#A Level: Implicit Differentiation

Hey, I have no clue where "57p - 102q = 624" came from (in the mark scheme). I understand everything else, except that. Can someone please explain this for me?

implied by this

conclude that

26(q+24) = 19(3p-4q)

rearrange to the thing you're given

@gray hare

Alright, let's see.
px^3 + qxy + 3y^2 = 26
We take the differential.
3px^2 dx + q(xdy + ydx) + 6y dy = 0
Now, we express dy/dx.
(3px^2 + qy)dx + (qx + 6y)dy = 0
dy/dx = (-3px^2 - qy)/(qx + 6y)
So that's correct.
Next, we know that P = (-1, -4) belongs to our curve. So, let's substitute those coordinates.
-p + 4q + 48 = 26
p - 4q = 22
That's one equation for p and q.
Next, we know that the normal at P is 19x + 26y + 123 = 0. This line has slope -19/26.
The gradient of the normal is -dx/dy.

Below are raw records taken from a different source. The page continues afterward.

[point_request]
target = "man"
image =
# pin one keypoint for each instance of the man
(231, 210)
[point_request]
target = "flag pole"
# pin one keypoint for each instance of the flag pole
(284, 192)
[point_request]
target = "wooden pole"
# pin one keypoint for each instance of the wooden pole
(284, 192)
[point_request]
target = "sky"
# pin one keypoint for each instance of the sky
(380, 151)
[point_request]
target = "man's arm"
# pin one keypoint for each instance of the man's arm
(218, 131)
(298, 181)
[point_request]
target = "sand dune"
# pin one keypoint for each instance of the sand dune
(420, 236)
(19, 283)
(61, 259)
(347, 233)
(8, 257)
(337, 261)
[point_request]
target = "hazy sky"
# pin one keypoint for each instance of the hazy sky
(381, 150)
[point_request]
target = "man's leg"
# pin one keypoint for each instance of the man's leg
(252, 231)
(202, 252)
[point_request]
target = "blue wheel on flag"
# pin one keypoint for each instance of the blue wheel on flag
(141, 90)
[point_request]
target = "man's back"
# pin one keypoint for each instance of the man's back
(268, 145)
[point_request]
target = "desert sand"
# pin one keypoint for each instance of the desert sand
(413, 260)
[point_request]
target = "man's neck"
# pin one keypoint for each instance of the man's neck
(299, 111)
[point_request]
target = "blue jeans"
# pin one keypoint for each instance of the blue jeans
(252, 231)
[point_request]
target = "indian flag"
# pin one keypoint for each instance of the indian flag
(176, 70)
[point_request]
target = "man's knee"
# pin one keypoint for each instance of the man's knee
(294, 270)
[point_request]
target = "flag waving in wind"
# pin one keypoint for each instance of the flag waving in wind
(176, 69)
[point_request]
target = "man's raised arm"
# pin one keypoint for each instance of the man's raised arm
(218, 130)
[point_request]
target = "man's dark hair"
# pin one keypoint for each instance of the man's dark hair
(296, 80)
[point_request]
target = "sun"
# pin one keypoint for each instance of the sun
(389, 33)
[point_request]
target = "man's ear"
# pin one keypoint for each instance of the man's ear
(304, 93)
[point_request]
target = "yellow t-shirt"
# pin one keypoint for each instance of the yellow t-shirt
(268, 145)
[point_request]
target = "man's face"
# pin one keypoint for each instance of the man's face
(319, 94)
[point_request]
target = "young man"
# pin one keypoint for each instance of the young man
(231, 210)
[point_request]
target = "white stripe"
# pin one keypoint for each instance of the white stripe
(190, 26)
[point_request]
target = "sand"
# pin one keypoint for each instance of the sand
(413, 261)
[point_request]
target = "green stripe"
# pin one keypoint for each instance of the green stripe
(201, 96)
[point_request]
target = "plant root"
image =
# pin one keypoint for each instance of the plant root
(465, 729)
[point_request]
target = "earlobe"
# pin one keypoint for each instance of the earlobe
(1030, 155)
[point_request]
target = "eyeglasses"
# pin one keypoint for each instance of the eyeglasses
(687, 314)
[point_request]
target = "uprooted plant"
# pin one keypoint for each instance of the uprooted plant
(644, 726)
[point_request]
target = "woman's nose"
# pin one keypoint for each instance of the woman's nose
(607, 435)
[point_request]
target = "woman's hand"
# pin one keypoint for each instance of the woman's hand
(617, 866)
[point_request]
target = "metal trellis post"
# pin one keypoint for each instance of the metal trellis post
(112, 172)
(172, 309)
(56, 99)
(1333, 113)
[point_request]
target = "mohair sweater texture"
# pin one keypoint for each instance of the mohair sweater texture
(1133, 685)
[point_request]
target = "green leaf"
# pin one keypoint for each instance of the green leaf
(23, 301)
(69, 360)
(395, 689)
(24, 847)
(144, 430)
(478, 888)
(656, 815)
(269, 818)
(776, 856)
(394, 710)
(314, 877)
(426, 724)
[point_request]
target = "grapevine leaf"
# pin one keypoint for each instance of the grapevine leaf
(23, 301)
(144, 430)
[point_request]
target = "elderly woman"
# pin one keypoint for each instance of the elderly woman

So:
-dx/dy = (qx + 6y)/(3px^2 + qy) = -19/26
We also know that this is a normal at P = (-1, -4), so let's substitute those coordinates.
(-q - 24)/(3p - 4q) = -19/26
19(3p - 4q) = 26(q + 24)
19p - 34q = 208
So, we get a system of two equations:
p - 4q = 22
19p - 34q = 208
The equation that they obtained is just three times the second equation.

The sad part is I literally did this... But I added a q
As in +6(-4)... = -24q
So, after re-arranging I ended with Ap + Bq = 0 (where A and B are constants)

But now I understand, I'm just an idiot - thanks guys